Agricultural Research Service

Title: EVALUATING HIGH SPATIAL RESOLUTION IMAGERY FOR DETECTING CITRUS ORCHARDS AFFECTED BY SOOTY MOULD

Author
item Fletcher, Reginald

Submitted to: International Journal of Remote Sensing
Publication Type: Peer Reviewed Journal
Publication Acceptance Date: June 25, 2004
Publication Date: February 10, 2005
Citation: Fletcher, R.S. 2005. Evaluating the spatial resolution of QuickBird imagery for detecting citrus orchards affected by sooty mold. International Journal of Remote Sensing. 26(3):495-502.

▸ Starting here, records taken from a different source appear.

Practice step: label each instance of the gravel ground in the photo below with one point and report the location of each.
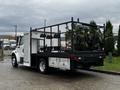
(24, 78)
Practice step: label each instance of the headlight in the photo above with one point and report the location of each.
(100, 56)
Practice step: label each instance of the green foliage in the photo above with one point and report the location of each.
(109, 39)
(118, 42)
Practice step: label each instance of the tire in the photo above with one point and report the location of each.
(43, 66)
(14, 61)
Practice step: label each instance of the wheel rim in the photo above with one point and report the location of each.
(42, 66)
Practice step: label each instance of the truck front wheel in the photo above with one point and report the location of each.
(43, 66)
(14, 61)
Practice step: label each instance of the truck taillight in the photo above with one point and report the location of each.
(73, 57)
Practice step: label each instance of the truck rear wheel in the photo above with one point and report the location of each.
(43, 66)
(14, 61)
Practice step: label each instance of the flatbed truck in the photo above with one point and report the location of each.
(46, 47)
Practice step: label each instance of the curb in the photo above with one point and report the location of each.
(107, 72)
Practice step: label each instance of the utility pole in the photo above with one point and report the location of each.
(15, 32)
(45, 22)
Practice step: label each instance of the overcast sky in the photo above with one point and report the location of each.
(26, 13)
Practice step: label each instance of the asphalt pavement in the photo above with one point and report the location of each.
(24, 78)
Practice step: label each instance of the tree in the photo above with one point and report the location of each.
(85, 37)
(118, 41)
(109, 39)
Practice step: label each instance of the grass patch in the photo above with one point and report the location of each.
(114, 66)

Interpretive Summary: Simulated QuickBird color-infrared imagery was evaluated to determine the potential of using QuickBird satellite imagery for detecting citrus orchards affected by sooty mold, which is an indicator of insect infestation of a citrus orchard. Affected areas greater than one half of an acre were easily detected on the imagery because trees in these areas appeared in black tones compared with the red color of healthy trees. These findings suggest QuickBird satellite imagery has potential as a tool for detecting sooty mold-affected citrus orchards. Therefore, imagery acquired by this system should be useful for integrated pest management programs. An advantage of using satellite imagery is that one image covers a much larger area than a single photograph.

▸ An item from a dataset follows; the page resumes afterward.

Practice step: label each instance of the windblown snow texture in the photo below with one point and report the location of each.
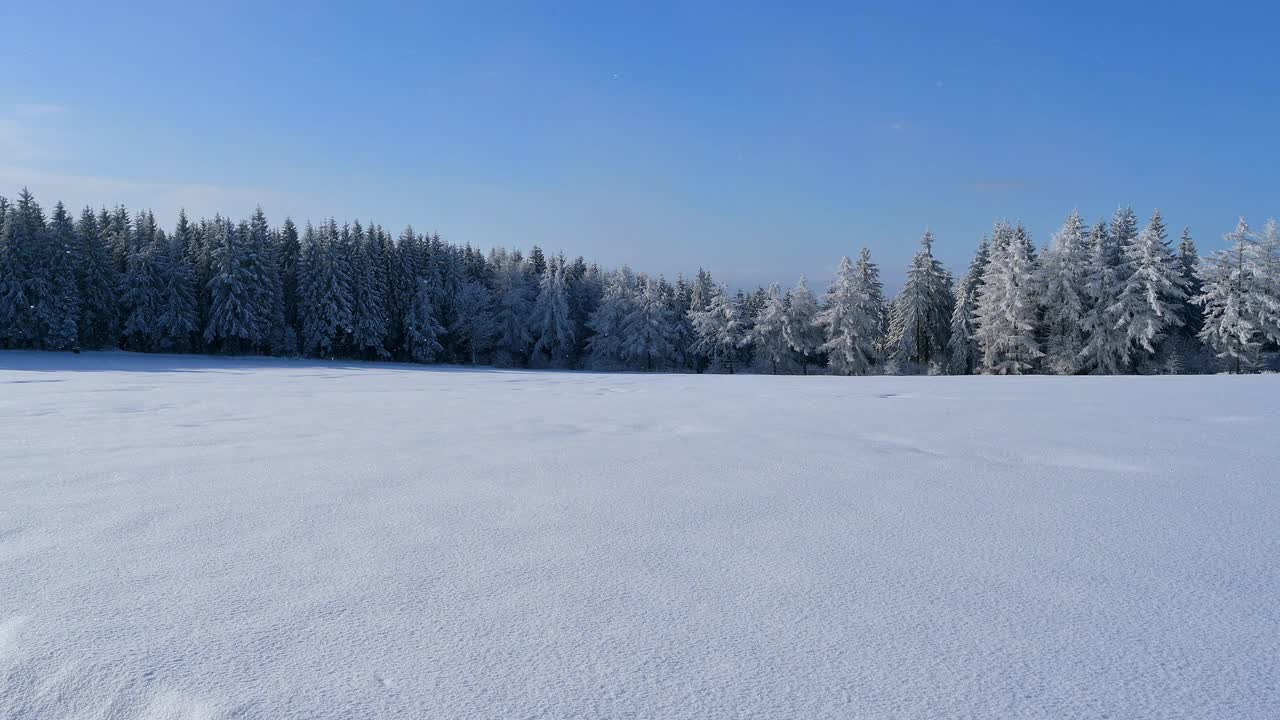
(211, 538)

Technical Abstract: This study evaluated color-infrared (CIR, 2.44-m spatial resolution) and pansharpened CIR (0.61-m spatial resolution) imagery having the spatial resolution of QuickBird imagery for detecting citrus (Citrus spp.) orchards affected by sooty mold (Capnodium citri), which is an indicator of insect infestation of a citrus grove. CIR photography and image processing software were used to simulate the spatial resolutions of QuickBird's imagery. Citrus groves northwest of Mission, Texas, USA, were assessed in this study. Sooty mold-affected areas were easily detected on the CIR and pansharpened CIR images. The latter provided better detail, which increased image interpretation accuracy. Findings of this simulation study suggest QuickBird imagery can be used to detect sooty mold-affected citrus orchards.